While there they also got a chance to see falcons flown and to ride camels. Some of the visitors had the option to stay overnight in a tent, but this group said it really wasn’t roughing it because the tents had beds and color televisions. They also went to a water park where they went white water rafting on the same trip.

Another high point was a visit to the Sheikh Zayed Grand Mosque, the largest mosque in the UAE and eighth largest in the world. The mosque site is equivalent to approximately five football fields. As the country’s grand mosque, it is the key place of worship for Friday gathering and Eid prayers and can hold more than 40,000 people. The mosque manages day-to-day operations, as a place of worship and Friday gatherings, but is also a center for learning through its educational cultural activities and visitor programs.
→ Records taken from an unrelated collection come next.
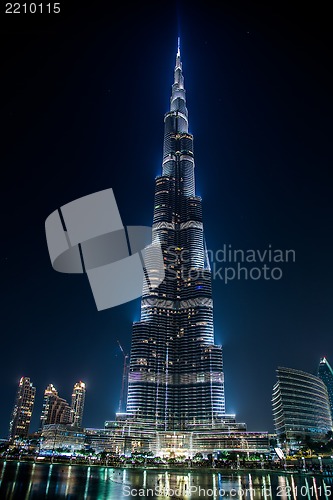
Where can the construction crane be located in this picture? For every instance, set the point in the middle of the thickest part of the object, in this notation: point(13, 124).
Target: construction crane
point(123, 392)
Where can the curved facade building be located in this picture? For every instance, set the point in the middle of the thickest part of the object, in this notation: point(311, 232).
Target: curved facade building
point(300, 406)
point(176, 372)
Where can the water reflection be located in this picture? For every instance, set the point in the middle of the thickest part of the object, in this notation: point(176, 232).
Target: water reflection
point(20, 480)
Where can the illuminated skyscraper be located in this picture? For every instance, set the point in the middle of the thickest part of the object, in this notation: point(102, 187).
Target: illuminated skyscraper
point(77, 407)
point(22, 411)
point(325, 372)
point(300, 407)
point(176, 372)
point(56, 410)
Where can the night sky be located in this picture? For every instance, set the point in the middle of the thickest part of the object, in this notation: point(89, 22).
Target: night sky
point(83, 98)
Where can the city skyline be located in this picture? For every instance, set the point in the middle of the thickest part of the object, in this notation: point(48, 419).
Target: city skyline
point(259, 111)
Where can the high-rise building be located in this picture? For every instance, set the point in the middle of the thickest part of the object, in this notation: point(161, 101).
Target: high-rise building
point(176, 371)
point(300, 407)
point(77, 407)
point(175, 397)
point(325, 372)
point(22, 411)
point(55, 410)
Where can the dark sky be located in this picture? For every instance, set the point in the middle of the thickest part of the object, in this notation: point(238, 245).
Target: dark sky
point(83, 98)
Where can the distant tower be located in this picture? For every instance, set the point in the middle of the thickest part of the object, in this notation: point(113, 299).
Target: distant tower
point(325, 372)
point(56, 410)
point(22, 411)
point(78, 397)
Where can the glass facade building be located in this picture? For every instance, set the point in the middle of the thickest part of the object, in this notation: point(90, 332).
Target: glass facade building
point(55, 410)
point(176, 371)
point(300, 407)
point(325, 373)
point(22, 411)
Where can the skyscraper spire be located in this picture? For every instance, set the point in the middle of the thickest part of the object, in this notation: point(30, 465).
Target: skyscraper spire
point(176, 371)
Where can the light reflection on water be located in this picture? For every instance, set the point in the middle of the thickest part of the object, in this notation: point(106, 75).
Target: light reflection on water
point(20, 480)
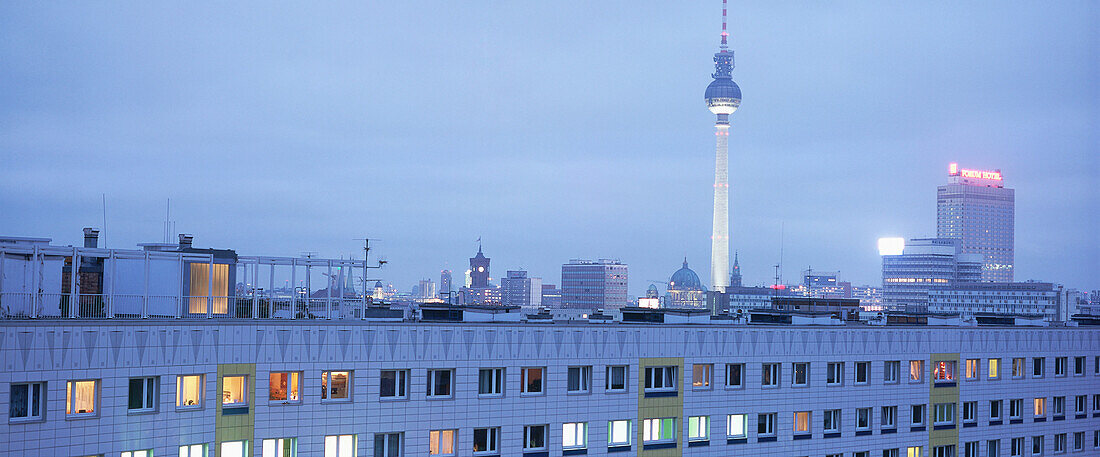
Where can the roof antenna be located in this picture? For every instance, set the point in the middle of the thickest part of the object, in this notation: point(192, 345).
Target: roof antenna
point(724, 33)
point(105, 220)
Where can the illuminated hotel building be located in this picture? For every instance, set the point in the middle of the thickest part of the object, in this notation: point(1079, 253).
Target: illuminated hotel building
point(594, 284)
point(976, 208)
point(925, 264)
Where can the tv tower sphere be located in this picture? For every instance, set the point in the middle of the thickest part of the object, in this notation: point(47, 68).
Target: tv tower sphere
point(723, 96)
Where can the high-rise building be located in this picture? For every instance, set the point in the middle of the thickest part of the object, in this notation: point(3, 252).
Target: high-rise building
point(479, 270)
point(976, 208)
point(516, 289)
point(593, 284)
point(444, 282)
point(551, 296)
point(923, 265)
point(723, 97)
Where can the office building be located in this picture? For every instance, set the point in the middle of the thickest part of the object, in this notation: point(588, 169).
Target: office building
point(551, 296)
point(517, 290)
point(593, 284)
point(976, 208)
point(1052, 302)
point(446, 285)
point(925, 264)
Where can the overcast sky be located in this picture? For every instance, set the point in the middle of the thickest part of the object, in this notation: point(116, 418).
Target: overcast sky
point(551, 130)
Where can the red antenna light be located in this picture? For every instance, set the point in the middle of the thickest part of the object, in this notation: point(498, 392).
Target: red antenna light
point(724, 34)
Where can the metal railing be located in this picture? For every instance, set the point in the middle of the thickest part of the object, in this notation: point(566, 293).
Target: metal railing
point(25, 305)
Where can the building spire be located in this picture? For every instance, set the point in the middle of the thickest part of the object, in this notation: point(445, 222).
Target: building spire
point(724, 33)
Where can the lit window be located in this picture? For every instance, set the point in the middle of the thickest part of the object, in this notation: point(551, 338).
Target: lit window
point(579, 379)
point(486, 441)
point(80, 398)
point(944, 371)
point(1018, 368)
point(1015, 407)
point(28, 401)
point(972, 367)
point(394, 384)
point(281, 447)
point(532, 380)
point(735, 376)
point(800, 373)
point(441, 443)
point(969, 411)
point(340, 446)
point(189, 391)
point(283, 387)
point(802, 420)
point(658, 430)
point(832, 421)
point(943, 450)
point(1018, 446)
point(439, 383)
point(233, 449)
point(574, 435)
point(943, 414)
point(917, 414)
point(1037, 365)
point(193, 450)
point(834, 373)
point(535, 437)
point(737, 425)
point(618, 433)
point(891, 370)
point(1059, 366)
point(862, 372)
point(660, 378)
point(336, 385)
point(864, 419)
point(915, 370)
point(701, 376)
point(699, 428)
point(616, 379)
point(769, 374)
point(234, 391)
point(889, 416)
point(142, 394)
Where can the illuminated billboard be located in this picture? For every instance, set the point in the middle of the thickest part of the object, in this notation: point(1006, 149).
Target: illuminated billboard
point(953, 170)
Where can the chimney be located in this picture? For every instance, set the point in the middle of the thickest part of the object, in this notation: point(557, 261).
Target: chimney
point(90, 237)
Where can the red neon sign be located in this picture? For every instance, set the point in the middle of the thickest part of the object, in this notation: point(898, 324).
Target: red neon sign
point(978, 174)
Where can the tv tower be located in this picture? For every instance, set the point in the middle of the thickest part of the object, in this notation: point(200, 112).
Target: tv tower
point(723, 97)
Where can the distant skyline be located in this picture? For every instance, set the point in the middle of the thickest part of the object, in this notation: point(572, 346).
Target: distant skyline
point(552, 131)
The Sheikh Zayed Grand Mosque, which took 11 years to build, has many special and unique elements. Its carpet in the main prayer hall is considered to be the world’s largest carpet, measuring 60,570 square feet. It was made by 1,200-1,300 Iranian carpet knotters. The mosque has seven imported chandeliers from Germany that incorporate millions of Swarovski crystals. It is the second largest known chandelier inside a mosque, the third largest in the world, measuring 33 feet in diameter and 49 feet high. The pools along the arcades reflect the mosque’s spectacular columns, which are lit up at night. The unique lighting system reflects the phases of the moon. The 96 columns in the main prayer hall are clad with marble and inlaid with mother-of-pearl craftsmanship.

The four travelers say moving around the country wasn’t difficult. Almost everywhere they went someone spoke English and much of the country dresses like Westerners do, although there were places where the women had to wear burkas to cover their hair and face.
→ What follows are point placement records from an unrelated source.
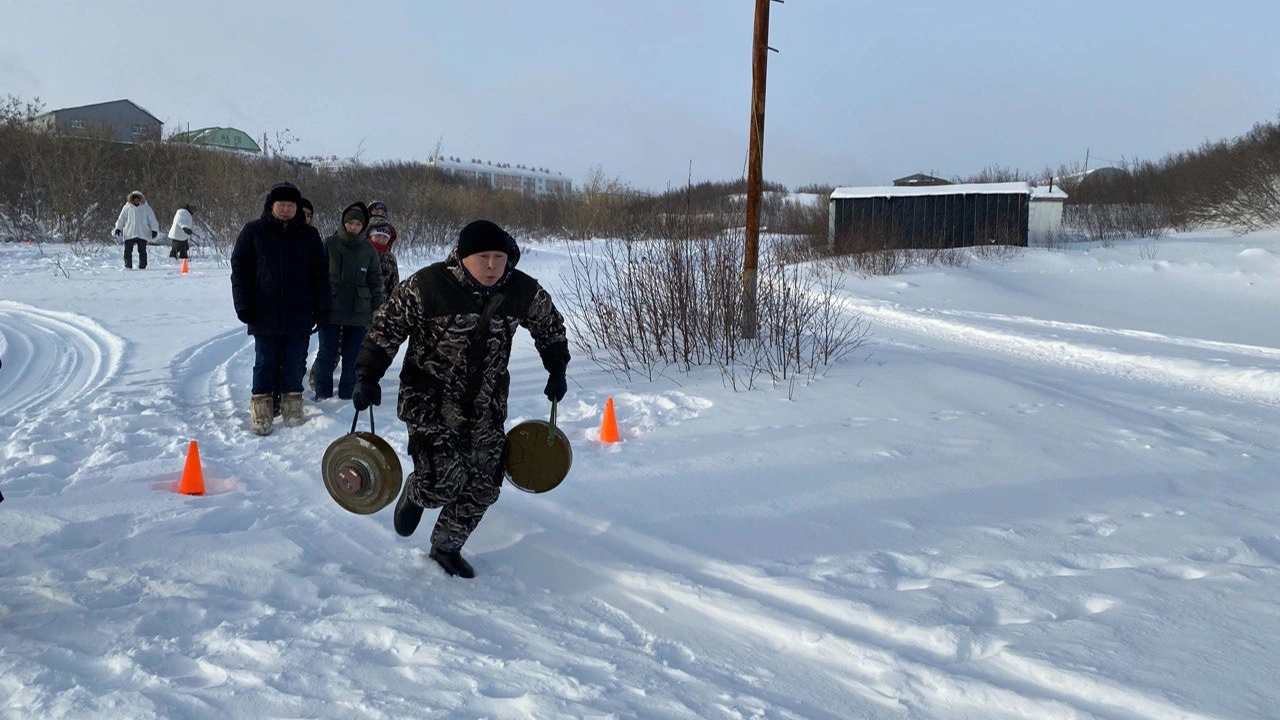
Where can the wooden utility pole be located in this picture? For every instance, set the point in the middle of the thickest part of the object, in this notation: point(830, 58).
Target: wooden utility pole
point(755, 168)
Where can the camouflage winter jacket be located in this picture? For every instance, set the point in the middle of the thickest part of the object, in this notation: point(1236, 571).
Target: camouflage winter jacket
point(391, 272)
point(455, 374)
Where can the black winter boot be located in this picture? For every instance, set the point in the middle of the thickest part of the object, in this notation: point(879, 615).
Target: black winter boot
point(407, 514)
point(452, 563)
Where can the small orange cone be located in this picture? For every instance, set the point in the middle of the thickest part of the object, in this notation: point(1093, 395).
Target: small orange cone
point(609, 424)
point(192, 477)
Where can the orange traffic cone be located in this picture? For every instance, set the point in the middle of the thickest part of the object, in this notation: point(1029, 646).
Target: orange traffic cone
point(609, 424)
point(192, 477)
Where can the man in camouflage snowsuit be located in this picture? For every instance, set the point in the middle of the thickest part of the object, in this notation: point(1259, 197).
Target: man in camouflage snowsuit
point(460, 318)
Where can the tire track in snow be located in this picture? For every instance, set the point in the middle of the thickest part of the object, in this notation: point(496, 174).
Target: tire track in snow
point(1219, 346)
point(202, 382)
point(53, 359)
point(944, 666)
point(1248, 384)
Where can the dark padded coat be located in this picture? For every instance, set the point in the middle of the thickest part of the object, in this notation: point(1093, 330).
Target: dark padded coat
point(280, 276)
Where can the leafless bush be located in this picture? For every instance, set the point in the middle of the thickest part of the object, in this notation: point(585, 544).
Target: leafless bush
point(996, 253)
point(647, 308)
point(1110, 222)
point(1232, 183)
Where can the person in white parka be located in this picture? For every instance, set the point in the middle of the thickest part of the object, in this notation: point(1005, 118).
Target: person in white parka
point(181, 232)
point(136, 226)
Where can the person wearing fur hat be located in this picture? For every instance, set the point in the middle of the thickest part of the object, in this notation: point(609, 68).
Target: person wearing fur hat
point(460, 318)
point(280, 290)
point(135, 227)
point(356, 281)
point(382, 235)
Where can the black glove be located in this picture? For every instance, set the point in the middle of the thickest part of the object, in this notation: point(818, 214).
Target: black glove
point(368, 392)
point(556, 387)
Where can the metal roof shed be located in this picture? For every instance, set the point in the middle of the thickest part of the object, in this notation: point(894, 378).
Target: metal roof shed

“The country seemed pretty modern,” Wagner noted. “There wasn’t any dress codes and the buildings were very modern and cosmopolitan.”
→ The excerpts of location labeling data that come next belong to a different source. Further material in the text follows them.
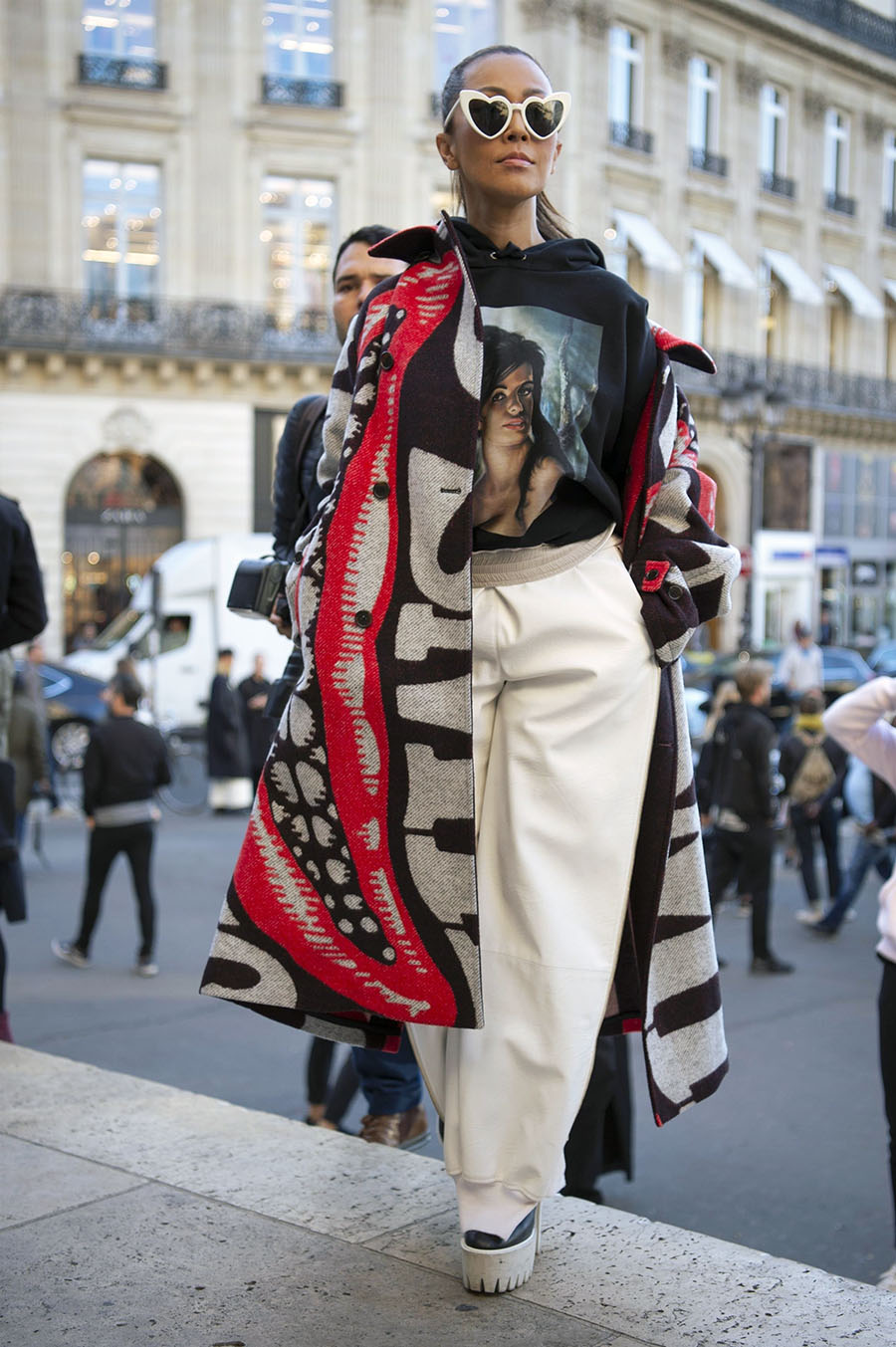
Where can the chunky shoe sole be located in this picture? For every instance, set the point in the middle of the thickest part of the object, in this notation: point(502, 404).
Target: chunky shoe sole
point(494, 1270)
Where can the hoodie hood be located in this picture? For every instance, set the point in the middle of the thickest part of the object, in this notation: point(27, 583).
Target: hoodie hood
point(550, 255)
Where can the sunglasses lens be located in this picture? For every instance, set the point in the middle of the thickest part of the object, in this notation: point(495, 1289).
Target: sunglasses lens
point(489, 116)
point(544, 117)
Interestingly Abu Dhabi’s population is 8 million, but of those, only 20 percent are native residents. The country imports many workers from Europe, the Philippines, Pakistan or Thailand.

Josh sandboards on a dune while Kari looks on during their desert safari trip. Photo courtesy (Webster) Reporter & Farmer

Josh Wagner of the Roslyn-Eden area sandboards on a dune while Karli Opitz looks on during their desert safari trip in the United Arab Emirates in December 2012. Photo courtesy (Webster) Reporter & Farmer

The group said the food wasn’t too bad, noting there was no shortage of American fast food with almost every franchise available. They did take high tea at the Emirates Grand Palace Hotel where $100 got you several finger sandwiches and a couple of cups of tea. The going rate for a room in this seven-star hotel was $2,300 a night. They say most locals eat a lot of lamb, chicken and humus, but found their grocery stores not too much different from their American counterparts, although almost every item had a country of origin label on it.

One place they hoped to visit but couldn’t was Andrea’s school. From what they learned, the public schools segregate kids by gender, and the students spend half the day getting traditional subjects like English, science and math while the other half-day is devoted to Muslim teachings and language.

Overall, the foursome felt Abu Dhabi is a clean, safe and well-planned city.

Asked what their favorite experiences were, Art and Josh said the grand mosque, while Karli said probably the water park or the camel ride.

All four say the trip was worthwhile, although none of them said they plan to return anytime soon.